Yasanın gerekçesinde, "küreselleşmeyle birlikte yönetim paradigmasının değiştiğine" dikkat çekilerek, "etkin, etkili, vatandaş odaklı, hesap verebilen, katılımcı, saydam ve olabildiğince" bir yerel yönetim anlayışının amaçlandığı belirtiliyor. Bu cümlenin kendisi bile çıkartılmak istenen yasanın çıkartılmaması gerektiğine işaret ediyor.
Paradigma yerelleşmeyi öngörürken merkezileşmek niye?

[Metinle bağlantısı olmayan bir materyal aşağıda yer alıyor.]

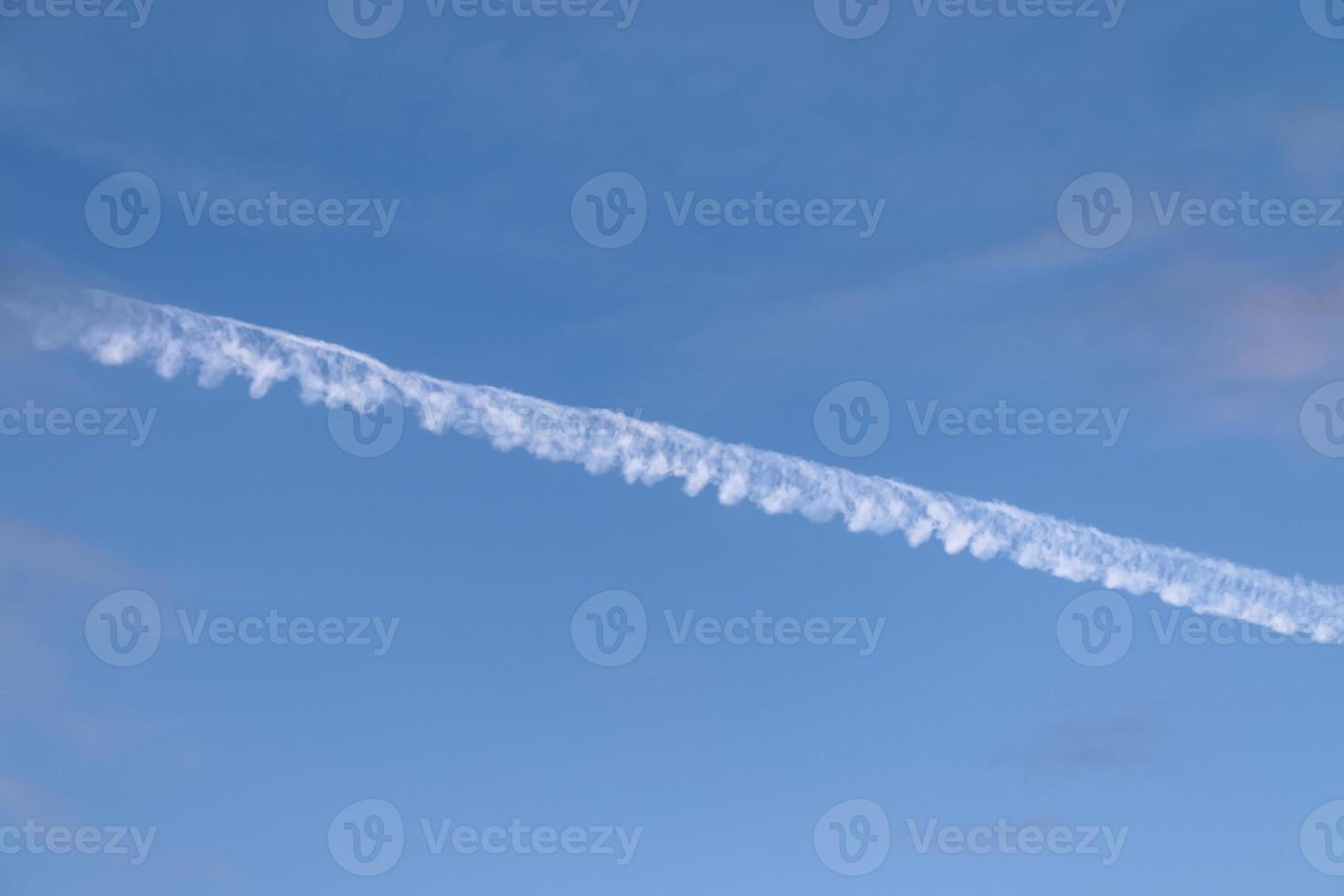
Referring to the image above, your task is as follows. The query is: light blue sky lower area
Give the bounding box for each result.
[0,0,1344,896]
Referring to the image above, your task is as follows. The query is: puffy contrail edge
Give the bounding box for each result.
[4,290,1344,644]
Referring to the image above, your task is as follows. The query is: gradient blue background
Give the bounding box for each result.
[0,0,1344,896]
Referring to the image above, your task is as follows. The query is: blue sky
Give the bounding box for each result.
[0,0,1344,895]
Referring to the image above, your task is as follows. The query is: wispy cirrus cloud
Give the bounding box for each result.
[5,290,1344,642]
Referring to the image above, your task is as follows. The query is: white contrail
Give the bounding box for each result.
[6,290,1344,644]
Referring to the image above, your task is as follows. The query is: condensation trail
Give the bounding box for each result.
[13,290,1344,644]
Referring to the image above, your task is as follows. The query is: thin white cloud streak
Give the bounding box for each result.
[6,290,1344,644]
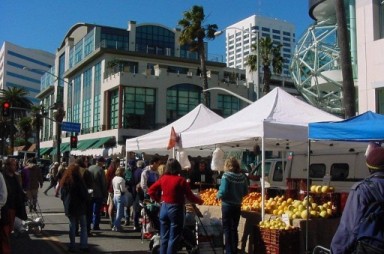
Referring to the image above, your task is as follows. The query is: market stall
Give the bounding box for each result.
[125,104,223,155]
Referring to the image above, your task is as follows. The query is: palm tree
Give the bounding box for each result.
[246,37,284,94]
[178,5,218,105]
[335,0,356,118]
[0,87,33,155]
[17,116,33,145]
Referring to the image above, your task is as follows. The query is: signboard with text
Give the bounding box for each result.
[61,122,81,133]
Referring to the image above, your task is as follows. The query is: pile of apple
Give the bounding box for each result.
[199,188,221,206]
[310,185,335,193]
[259,217,295,230]
[241,192,261,211]
[253,196,336,219]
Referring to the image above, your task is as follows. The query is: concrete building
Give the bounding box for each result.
[38,21,255,159]
[225,15,298,98]
[356,0,384,114]
[291,0,384,116]
[0,41,55,104]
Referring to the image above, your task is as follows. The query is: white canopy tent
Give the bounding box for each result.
[125,104,223,155]
[181,88,341,218]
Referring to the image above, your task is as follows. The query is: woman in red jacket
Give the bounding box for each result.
[148,159,203,254]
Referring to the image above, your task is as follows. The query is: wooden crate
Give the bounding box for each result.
[254,226,300,254]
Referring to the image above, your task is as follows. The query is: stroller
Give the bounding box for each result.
[23,198,45,233]
[141,200,198,254]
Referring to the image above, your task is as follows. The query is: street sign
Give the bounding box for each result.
[61,122,81,133]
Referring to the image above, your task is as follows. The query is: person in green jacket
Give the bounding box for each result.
[217,157,248,254]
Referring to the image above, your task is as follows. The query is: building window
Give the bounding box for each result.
[136,25,175,56]
[376,88,384,114]
[167,84,204,124]
[123,87,156,129]
[379,0,384,39]
[84,29,95,57]
[217,94,241,117]
[109,89,119,129]
[81,68,92,134]
[72,75,81,123]
[93,63,101,132]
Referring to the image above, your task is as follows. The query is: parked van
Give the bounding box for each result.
[249,152,369,192]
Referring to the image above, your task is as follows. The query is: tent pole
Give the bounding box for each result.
[260,137,265,221]
[305,139,311,253]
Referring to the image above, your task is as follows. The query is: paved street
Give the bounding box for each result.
[12,182,149,254]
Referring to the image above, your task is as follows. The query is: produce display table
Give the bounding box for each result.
[198,205,340,254]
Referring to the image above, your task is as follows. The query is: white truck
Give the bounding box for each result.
[248,151,369,193]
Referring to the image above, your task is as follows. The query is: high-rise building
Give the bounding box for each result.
[38,21,255,159]
[0,42,55,104]
[225,15,298,98]
[226,15,295,76]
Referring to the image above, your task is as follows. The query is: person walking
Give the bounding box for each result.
[88,157,107,230]
[60,163,89,252]
[112,167,128,231]
[106,158,120,228]
[148,159,203,254]
[0,158,27,254]
[140,156,161,198]
[217,157,248,254]
[132,160,145,231]
[22,158,43,212]
[44,162,59,195]
[331,147,384,254]
[75,157,94,236]
[0,173,8,219]
[55,161,68,198]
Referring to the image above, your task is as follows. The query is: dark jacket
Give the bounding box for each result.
[331,171,384,254]
[60,177,89,217]
[1,174,27,224]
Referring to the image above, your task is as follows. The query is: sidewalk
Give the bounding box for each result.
[12,182,149,254]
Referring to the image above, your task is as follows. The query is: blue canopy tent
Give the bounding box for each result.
[308,111,384,141]
[306,111,384,252]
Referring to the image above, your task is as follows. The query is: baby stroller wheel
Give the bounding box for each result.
[151,245,160,254]
[188,246,199,254]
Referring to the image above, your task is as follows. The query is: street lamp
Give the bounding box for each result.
[23,66,69,163]
[214,27,260,100]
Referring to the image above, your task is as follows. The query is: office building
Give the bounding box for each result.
[38,21,255,158]
[0,41,55,104]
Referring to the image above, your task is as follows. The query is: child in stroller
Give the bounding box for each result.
[142,201,198,254]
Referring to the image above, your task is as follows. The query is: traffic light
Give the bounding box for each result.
[71,136,77,148]
[3,101,11,117]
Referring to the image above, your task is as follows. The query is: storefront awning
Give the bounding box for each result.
[76,138,100,151]
[87,137,113,149]
[50,143,69,155]
[40,147,53,156]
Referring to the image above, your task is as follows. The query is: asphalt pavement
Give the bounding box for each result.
[11,182,149,254]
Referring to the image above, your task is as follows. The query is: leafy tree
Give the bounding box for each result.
[246,37,284,94]
[178,5,218,105]
[17,116,33,145]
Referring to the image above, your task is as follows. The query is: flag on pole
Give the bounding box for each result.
[167,127,179,150]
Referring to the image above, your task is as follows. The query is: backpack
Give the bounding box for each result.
[353,179,384,254]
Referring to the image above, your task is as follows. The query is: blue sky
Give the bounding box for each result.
[0,0,313,55]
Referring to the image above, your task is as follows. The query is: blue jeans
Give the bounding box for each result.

Dünya ölçeğine ve Türkiye'deki uygulamalara bakıldığında, "değişen yönetim paradigması", esas olarak, yerinden yönetimin geliştirilmesini öngörüyor. Yerinden yönetim, merkezle ilişkisi tümüyle güçlendirilmiş, giderek merkezi yönetimin ildeki temsilcisi konumundaki valiliğin işlevlerini üstlenen ve dolayısıyla tümüyle merkeze bağlı olan bir yapılanmayla çelişiyor. En ücra yerdeki köyleri de kapsayan İstanbul ve Kocaeli örneklerinden hareket edilerek geliştirilmek istenen uygulama, "değişen yönetim paradigması"ndan çok örneğin 2. Abdulhamid döneminde uygulamaya konulan tümüyle merkeze bağlı iller ve sancaklarla ayrıcalıklı eyaletler uygulamasıyla örtüşüyor. Yani geleceğin ihtiyaçlarını karşılamaktan çok geçmişte gündeme getirilmiş ve "sıkı sıkıya merkeze bağlı" bir sistemi öngörüyor.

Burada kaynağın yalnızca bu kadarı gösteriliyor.